Torna l’allarme crediti deteriorati: quali sono i rischi e come tutelarsi

La crisi pandemica rischia di causare una nuova impennata di crediti deteriorati in pancia alle banche italiane. Una prospettiva che le costringerebbe a razionare le nuove concessioni di credito, mettendo in ginocchio le imprese, già alle prese con problemi di liquidità per i ritardati pagamenti di clienti e fornitori. A lanciare l’allarme è stato il capo della vigilanza della Bce, Andrea Enria, che ha invitato gli istituti ad attrezzarsi per “gestire con tempestività i debitori in difficoltà”. Per l’esperto, le banche non devono aspettare la fine della moratoria sui prestiti per fare pulizia nei bilanci e far emergere nei bilanci i crediti con probabilità di non essere ripagati.
La sua non è una voce isolata, considerato che nelle ultime settimane diverse società specializzate hanno diffuso stime in merito. Secondo Standard & Poor's, nell’anno in corso le banche italiane “vedranno raddoppiare i crediti deteriorati, fino a circa 200 miliardi di euro” al lordo delle rettifiche.
Rispetto ad altri Paesi, sottolinea l’agenzia di rating, gli istituti nostrani scontano una maggiore esposizione degli istituti nostrani alle Pmi (circa 142 miliardi), che hanno tassi di insolvenza più alti.

La classificazione: Utp, Npl e Past-Due Exposures

Quando si parla di crediti in sofferenza si intendono cose anche molto diverse tra loro, che pertanto necessitano di un differente approccio per essere gestite. In primo luogo vi sono le esposizioni scadute e/o sconfinate (overdrawn e/o past-due exposures, per usare il termine inglese), categoria che indica le somme non rimborsate alla scadenza pattuita in partenza, che di solito producono il solo effetto di far scattare un campanello d’allarme, con il conseguente aumento di attenzione da parte del creditore.
In secondo luogo ci sono le inadempienze probabili (anche note con l’acronimo Utp, cioè Unlikely-to-pay), che indicano le esposizioni per le quali la banca valuta difficile, senza il ricorso ad azioni ad hoc, che il debitore adempia integralmente alle sue obbligazioni contrattuali. Infine vi sono le sofferenze (Npl, non performing loans), cioè esposizioni verso soggetti in stato di insolvenza o in situazioni sostanzialmente equiparabili.

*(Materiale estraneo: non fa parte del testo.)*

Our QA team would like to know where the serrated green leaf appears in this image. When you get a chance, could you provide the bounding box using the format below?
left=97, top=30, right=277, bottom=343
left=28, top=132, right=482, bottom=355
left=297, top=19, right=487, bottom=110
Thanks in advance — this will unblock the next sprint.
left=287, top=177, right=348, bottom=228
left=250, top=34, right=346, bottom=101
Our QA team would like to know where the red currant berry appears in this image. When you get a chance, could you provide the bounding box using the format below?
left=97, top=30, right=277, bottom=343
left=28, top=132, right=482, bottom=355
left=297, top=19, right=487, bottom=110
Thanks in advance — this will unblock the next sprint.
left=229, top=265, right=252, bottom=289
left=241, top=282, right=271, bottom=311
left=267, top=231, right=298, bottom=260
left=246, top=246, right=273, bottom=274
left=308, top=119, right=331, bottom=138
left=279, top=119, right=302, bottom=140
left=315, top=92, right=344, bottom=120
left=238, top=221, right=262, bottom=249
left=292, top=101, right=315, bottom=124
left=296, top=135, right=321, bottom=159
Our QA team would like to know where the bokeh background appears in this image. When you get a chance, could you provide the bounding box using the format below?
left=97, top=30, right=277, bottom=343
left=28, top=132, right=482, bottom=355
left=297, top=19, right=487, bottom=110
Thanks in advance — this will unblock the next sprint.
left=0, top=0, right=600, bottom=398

Mentre nell’ultimo caso le possibilità di recupero sono ridotte al lumicino, nell’ipotesi di Utp c’è una concreta speranza che l’impresa debitrice superi la crisi e riesca in seguito a restituire quanto dovuto. Proprio per questa ragione le inadempienze probabili non vanno gestite con un approccio liquidatorio (cercando di recuperare subito quel poco che si può), ma in ottica industriale, accompagnando l’impresa nel rientro su binari di normalità. 
Innolva spiega come le soluzioni di recupero crediti offrano interventi di progressiva incisività per agire sui mancati pagamenti a garanzia della liquidità aziendale e miglioramento dei giorni medi di incasso, in Italia e all’estero. La tempestività di intervento è un fattore chiave nella riscossione di un credito. “Dopo sei mesi le probabilità d’incasso diminuiscono del 30%”, sottolinea la società. “È fondamentale intervenire con rapidità e definire la strategia più adatta perché i crediti e i debitori non sono tutti uguali”.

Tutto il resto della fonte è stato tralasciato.